Teams have come from the following growing list of universities: U.Akron, ASU, Berkeley, Boston U., UC Davis, UC San Diego, U.Colorado Denver, Columbia, Duke, U.Florida, Florida Inst. of Tech, Georgia Tech, U.Houston, Howard, U.Illinois at Urbana-Champaign, John Hopkins, UMass Amherst, UMass Lowell, U.Michigan, MIT, Oregon State, UPenn, Penn State, U.Pittsburg, Portland State, Purdue, RIT, U.Rochester, Seattle Pacific, Southern Illinois University at Carbondale, USC, U.Scranton, Tufts, Vermont Tech, Virginia Tech, WPI.
Most of all students have been gaining a remarkable experience that has been described as an “experience that every engineer should go through” and that competition students, “finally know what it is to be an engineer.”
Innovations, impact and successes
One of the major successes has been the creation of freely available professional design guides from Cornell that have been developed largely “by students, for students”; materials that have been described by one student as being “worth their weight in golden sheets of paper”.
Furthermore, the Cornell lab supporting the Cup is also developing a modular robotic platform, the ModBot, that is designed with well-defined interfaces and detailed documentation purposefully created for teams to replace/add elements to, or utilize elements from, in order to create their own entry design. As a demonstration of its versatility, the ModBot system has been used to create a variety of robots from autonomous omni-directional rovers, to humanoid robots that can play RockBand the video game with 98% accuracy on expert, to even droids inspired by R2-D2 and C-3PO.
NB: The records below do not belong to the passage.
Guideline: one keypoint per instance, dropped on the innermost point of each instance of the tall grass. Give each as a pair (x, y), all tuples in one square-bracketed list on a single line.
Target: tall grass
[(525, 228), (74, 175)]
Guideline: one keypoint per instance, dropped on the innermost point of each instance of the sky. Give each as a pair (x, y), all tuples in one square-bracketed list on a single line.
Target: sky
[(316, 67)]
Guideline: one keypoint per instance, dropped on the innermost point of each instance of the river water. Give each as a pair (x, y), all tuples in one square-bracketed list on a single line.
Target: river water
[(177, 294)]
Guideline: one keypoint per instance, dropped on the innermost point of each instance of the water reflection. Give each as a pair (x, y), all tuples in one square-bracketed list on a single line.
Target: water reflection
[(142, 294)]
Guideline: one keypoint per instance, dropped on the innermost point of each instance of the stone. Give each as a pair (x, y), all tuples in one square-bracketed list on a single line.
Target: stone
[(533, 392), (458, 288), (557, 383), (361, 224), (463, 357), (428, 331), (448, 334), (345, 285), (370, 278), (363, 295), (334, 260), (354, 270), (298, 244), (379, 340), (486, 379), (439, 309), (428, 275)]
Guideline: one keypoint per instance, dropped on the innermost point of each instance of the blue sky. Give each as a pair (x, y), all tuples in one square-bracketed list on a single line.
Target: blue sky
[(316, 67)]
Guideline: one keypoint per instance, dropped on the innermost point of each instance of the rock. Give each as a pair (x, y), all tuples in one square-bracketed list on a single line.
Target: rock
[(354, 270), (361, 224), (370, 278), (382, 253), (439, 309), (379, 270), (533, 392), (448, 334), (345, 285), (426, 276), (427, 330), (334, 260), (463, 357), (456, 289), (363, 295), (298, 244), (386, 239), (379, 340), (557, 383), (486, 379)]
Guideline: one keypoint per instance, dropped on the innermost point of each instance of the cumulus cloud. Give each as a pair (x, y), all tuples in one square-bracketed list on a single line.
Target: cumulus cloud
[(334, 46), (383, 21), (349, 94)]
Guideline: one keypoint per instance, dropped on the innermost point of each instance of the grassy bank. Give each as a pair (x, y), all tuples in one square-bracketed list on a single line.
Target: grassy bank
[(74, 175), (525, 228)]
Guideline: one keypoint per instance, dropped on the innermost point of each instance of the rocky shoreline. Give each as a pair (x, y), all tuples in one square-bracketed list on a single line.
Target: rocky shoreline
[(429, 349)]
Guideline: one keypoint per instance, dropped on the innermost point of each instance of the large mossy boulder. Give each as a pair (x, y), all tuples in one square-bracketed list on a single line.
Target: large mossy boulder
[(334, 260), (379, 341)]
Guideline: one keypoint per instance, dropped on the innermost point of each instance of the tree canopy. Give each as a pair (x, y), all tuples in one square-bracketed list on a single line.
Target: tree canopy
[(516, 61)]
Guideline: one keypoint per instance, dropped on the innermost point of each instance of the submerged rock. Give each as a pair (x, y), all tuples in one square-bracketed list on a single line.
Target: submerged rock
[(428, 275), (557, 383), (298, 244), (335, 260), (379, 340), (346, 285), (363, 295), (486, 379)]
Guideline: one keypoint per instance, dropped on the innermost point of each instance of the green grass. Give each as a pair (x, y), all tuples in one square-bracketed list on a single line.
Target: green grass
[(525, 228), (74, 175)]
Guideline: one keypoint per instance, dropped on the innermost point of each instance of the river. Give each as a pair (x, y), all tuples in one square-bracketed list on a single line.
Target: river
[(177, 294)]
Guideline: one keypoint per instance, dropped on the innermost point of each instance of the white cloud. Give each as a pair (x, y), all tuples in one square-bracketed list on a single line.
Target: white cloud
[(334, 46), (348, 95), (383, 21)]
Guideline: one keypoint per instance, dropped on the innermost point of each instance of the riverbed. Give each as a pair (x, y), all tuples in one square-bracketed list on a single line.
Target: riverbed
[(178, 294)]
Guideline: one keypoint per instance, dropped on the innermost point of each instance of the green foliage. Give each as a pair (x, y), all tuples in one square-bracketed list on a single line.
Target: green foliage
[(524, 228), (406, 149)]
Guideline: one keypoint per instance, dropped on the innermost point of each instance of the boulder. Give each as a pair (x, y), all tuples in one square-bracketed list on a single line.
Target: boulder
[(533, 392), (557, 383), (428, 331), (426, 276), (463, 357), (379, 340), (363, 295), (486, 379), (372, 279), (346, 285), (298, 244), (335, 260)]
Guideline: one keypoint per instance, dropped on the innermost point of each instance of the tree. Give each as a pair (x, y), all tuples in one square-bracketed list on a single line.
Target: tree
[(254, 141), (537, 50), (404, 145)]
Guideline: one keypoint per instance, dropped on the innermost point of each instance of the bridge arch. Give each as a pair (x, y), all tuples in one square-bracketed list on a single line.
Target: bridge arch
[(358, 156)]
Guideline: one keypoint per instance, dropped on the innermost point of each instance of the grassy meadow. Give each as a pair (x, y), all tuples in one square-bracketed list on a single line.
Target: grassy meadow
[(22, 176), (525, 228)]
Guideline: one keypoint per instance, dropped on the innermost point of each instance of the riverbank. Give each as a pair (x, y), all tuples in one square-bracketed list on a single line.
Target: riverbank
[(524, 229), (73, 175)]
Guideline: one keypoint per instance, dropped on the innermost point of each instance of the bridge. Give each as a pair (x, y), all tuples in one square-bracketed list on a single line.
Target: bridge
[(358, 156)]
The Cup overall has been designed to be a launch pad for students to achieve even greater success. Even in just its 2nd year, the Cup helped launch the grand prize team Titan Arm from UPenn to get press in the Washington Post, NBC, CNN, Wired, Discovery News and many other media groups. Then from the design process and their work in the Cup, that project went on to win the James Dyson Award, making them the first US group to ever win that honor.
As an example of the sense of community and responsibility that has come out of the Cup, the 2013 grand prize, Smart Robotic Prosthetic Hand from WPI, donated a portion of their winnings back to their high school to enable the next generation of Makers. There are many other stories like these but overall students are hungry to be a part of something that will make a real world difference and to find a means by which their ideas can be taken seriously. The Cup provides an empowering national platform for them to prove themselves while developing professional design skills that will drive them throughout their careers.